I am using Elastic Stack for harvesting logs of a Kubernetes cluster. Elastic Stack is installed in the same cluster and I'm using Filebeat's Kubernetes autodiscover. Elastic Stack consists of an Elasticsearch cluster with 5 data only nodes, 3 dedicated master nodes and 2 client (coordinating) nodes; 2 Logstash instances using multiple pipelines; and 16 Filebeat instances, one on each Kubernetes node (daemonset). The Kubernetes cluster generates some fair amount of logs, peaking at a rate of around 200.000 log entries per 15 minutes (which makes it, what, 222 events/sec, to use more proper rate units?).
When I start Elastic Stack for the first time, logs get ingested fine and quickly. Then, after an hour or so, rates in all of the components drop. That is, there is a drop in Filebeat events rate, in Logstash events received and emitted rates and in Elasticsearch indexing rate. There are errors in Filebeat logs too:
2019-04-11T16:28:34.768Z ERROR [autodiscover] cfgfile/list.go:96 Error creating runner from config: Can only start an input when all related states are finished: {Id:4200643-66306 Finished:false Fileinfo:0xc000d1bba0 Source:/var/lib/docker/containers/7858e93927986b4630903a04614e646889b3f32ebe38b84550c73247a0da0c38/7858e93927986b4630903a04614e646889b3f32ebe38b84550c73247a0da0c38-json.log Offset:0 Timestamp:2019-04-11 16:26:05.646027461 +0000 UTC m=+1337.750836655 TTL:-1ns Type:docker Meta:map[] FileStateOS:4200643-66306}
and sometimes
2019-04-11T15:32:52.622Z ERROR logstash/async.go:256 Failed to publish events caused by: read tcp 100.102.132.75:57572->100.110.196.158:5044: i/o timeout
2019-04-11T15:32:52.622Z ERROR logstash/async.go:256 Failed to publish events caused by: read tcp 100.102.132.75:57572->100.110.196.158:5044: i/o timeout
2019-04-11T15:32:52.636Z ERROR logstash/async.go:256 Failed to publish events caused by: client is not connected
2019-04-11T15:32:53.966Z ERROR [autodiscover] cfgfile/list.go:96 Error creating runner from config: Can only start an input when all related states are finished: {Id:3156173-66306 Finished:false Fileinfo:0xc000c74ea0 Source:/var/lib/docker/containers/2780263029cdda7e1fe19d34c77501207d70559d45501b0c57ed14930ea6c212/2780263029cdda7e1fe19d34c77501207d70559d45501b0c57ed14930ea6c212-json.log Offset:0 Timestamp:2019-04-11 15:32:02.946308974 +0000 UTC m=+544.111177032 TTL:-1ns Type:docker Meta:map[] FileStateOS:3156173-66306}
2019-04-11T15:32:54.083Z ERROR pipeline/output.go:121 Failed to publish events: client is not connected
2019-04-11T15:32:54.083Z INFO pipeline/output.go:95 Connecting to backoff(async(tcp://logstash-1.logstash:5044))

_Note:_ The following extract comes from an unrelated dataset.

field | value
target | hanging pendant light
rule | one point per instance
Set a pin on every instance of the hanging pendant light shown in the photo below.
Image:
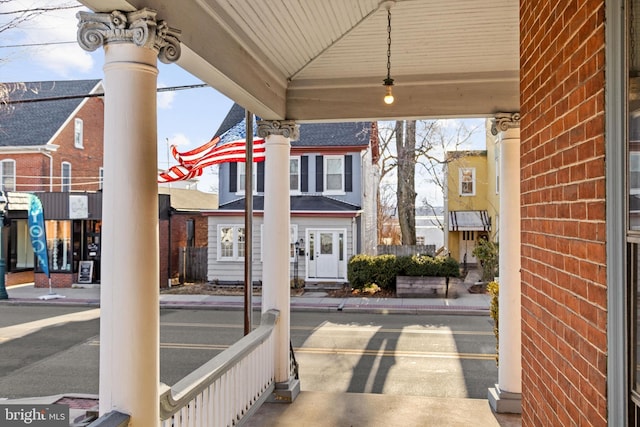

2019-04-11T15:32:54.092Z INFO pipeline/output.go:105 Connection to backoff(async(tcp://logstash-1.logstash:5044)) established
but fiddling with output.logstash.bulk_max_size
in Filebeat config appears to be solving these network related errors. Autodiscover errors continue.
There is also a few of
2019-04-11T16:26:25.595Z ERROR kubernetes/watcher.go:266 kubernetes: Watching API error context canceled, ignoring event and moving to most recent resource version
but I've seen these in perfectly functioning Elastic Stacks in other Kubernetes clusters too, so these are probably irrelevant.

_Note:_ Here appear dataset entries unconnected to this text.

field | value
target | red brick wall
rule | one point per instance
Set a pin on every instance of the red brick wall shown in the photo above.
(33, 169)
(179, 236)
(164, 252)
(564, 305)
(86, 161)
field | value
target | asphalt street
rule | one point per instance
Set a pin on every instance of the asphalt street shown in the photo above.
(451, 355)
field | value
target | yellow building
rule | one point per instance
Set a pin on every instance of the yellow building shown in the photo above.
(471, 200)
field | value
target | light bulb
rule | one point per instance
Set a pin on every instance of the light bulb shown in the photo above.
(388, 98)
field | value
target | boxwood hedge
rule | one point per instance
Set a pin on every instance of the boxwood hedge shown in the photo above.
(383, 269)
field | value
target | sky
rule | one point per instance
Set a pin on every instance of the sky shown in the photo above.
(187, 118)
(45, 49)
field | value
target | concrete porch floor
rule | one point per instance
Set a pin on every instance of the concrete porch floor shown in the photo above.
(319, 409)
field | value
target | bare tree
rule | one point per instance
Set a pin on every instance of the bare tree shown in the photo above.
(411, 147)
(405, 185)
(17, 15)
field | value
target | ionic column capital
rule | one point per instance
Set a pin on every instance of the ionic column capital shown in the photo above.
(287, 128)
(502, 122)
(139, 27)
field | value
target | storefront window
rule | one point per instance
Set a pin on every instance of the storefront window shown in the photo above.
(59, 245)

No errors in Logstash or Elasticsearch logs. Logstashes report around 10% CPU usage in the beginning, when ingestion is fine, then it drops too to around 1-2%.
If I use output.elasticsearch
in Filebeat, pointing to a loadbalancer (Kubernetes service) targeting the Elasticsearch client nodes, none of these errors occur. Nore the drop in ingestion. Logs keep ending up in Elasticsearch fine for days and days.
All of the components of Elastic Stack are currently version 7.0.0 but the problem occurs also with version 6.
Any ideas of where shall I look for tuning Elastic Stack to keep up with my logs? I've tried lots of suggestions brought up in other threads on Internet (and this forum), like tweaking pipeline.workers
in Logstash or output.logstash.worker
in Filebeat or pipeline.batch.size
in Logstash with no apparent success.